Up to this minute he had been fairly free to express his real feelings–hypnotized by my absorbed gaze–but now, like most Anglo-Saxons, he began to shy. He began to tell of a fourteen-dollar suit of clothes (bought at this store) which turned green in the hot sun.

“Oh, come now!” I insisted, “I want to know about Nancy. All this interests me deeply. Did she agree to come back with you?”

He looked a little bit embarrassed. “I asked her to–right there in front of that window. I said, ‘I want you to let me buy you that white dress.’

“‘Judas priest! I can’t let you do that,’ she says.

“‘Why not?’ I said. ‘We’re goin’ to be married, anyhow.’

“‘Is that so?’ she asked. ‘I hadn’t heard of it.’

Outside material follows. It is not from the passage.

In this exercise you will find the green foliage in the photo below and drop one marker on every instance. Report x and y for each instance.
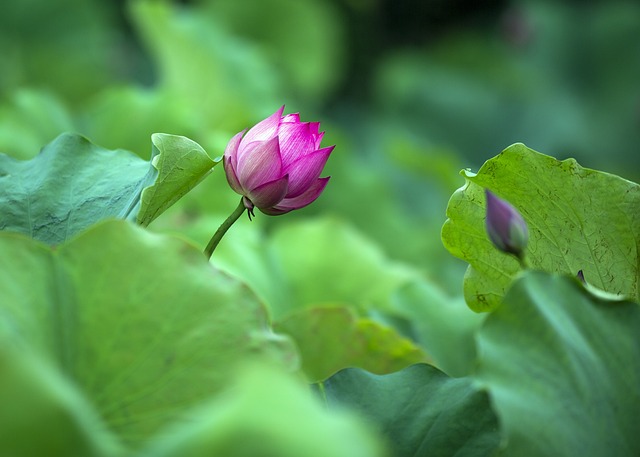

“Oh, she was no babe, I tell you. We went back to the hotel and woke up the old man, and I ordered up the best machine in the shop–a big seven-seated, shiny one, half as long as a Pullman parlor-car, with a top and brass housin’s and extra tires strapped on, and a place for a trunk–an outfit that made me look like a street-railway magnate. It set me back a whole lot, but I wanted to stagger dad–and I did. As we rolled up to the door he came out with eyes you could hang your hat on.

“‘What’s all this?’ he asked.

“I hopped out.

“‘Miss McRae,’ I says, ‘this is my father. Dad, this is Mister McRae. I think you’ve met before.’”

He chuckled again, that silent interior laugh, and I was certainly grinning in sympathy as he went on.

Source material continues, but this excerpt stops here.